My application allows me to trigger long-running admin jobs using Windows task scheduler.
One of the admin jobs makes a web-API call which download lots of files before it uploads them onto Azure Blob storage. Here are the logical steps that my code will need to performs to get the job done
- Call the remote API which response with Mime message where each message represents a file.
- Parse out the Mime messages and convert each message into a
MemoryStream
creating a collection of MemoryStream
Once I have a collection with multiple 1000+ MemoryStream
, I want to write each Stream
onto the Azure Blob Storage. Since the write to the remote storage is slow, I am hoping that I can execute each write iteration using its own process or thread. This will allow me to have potintially 1000+ thread running at the same time in parallel instead of having to wait the result of each writes operation. Each thread will be responsible for logging any errors that potentially occur during the write/upload process. Any logged errors will be dealt with using a different job so I don't have to worry about retrying.
My understanding is calling the code that writes/upload the stream asynchronously will do exactly that. In other words, I would say "there is a Stream
execute it and run for as long as it takes.
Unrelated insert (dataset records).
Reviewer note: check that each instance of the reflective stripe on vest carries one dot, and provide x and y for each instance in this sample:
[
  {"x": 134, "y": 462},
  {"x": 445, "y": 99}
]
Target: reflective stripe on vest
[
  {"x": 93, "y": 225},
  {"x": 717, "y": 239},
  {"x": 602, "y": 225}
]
I don't really care about the result as long as the task gets completed."
While testing, I found out that my understanding of calling async
is somewhat invalid. I was under the impression that when calling a method that is defined with async
will get executed in the background thread/worker until that process is completed. But, my understanding failed when I tested the code. My code showed me that without adding the keyword await
the async
code is never really executed. At the same time, when the keyword await
is added, the code will wait until the process finishes executing before it continues. In other words, adding await
for my need will defeat the purpose of calling the method asynchronously.
Here is a stripped down version of my code for the sake of explaining what I am trying to accomplish
public async Task Run()
{
// This gets populated after calling the web-API and parsing out the result
List<Stream> files = new List<MemoryStream>{.....};
foreach (Stream file in files)
{
// This code should get executed in the background without having to await the result
await Upload(file);
}
}
// This method is responsible of upload a stream to a storage and log error if any
private async Task Upload(Stream stream)
{
try
{
await Storage.Create(file, GetUniqueName());
}
catch(Exception e)
{
// Log any errors
}
}
From the above code, calling await Upload(file);
works and will upload the file as expected. However, since I am using await
when calling the Upload()
method, my loop will NOT jump to the next iteration until the upload code finishes. At the same time, removing the await
keyword, the loop does not await the upload process, but the Stream never actually writes to the storage as if I never called the code.
How can I execute multiple Upload
method in parallel so that I have one thread running per upload in the background?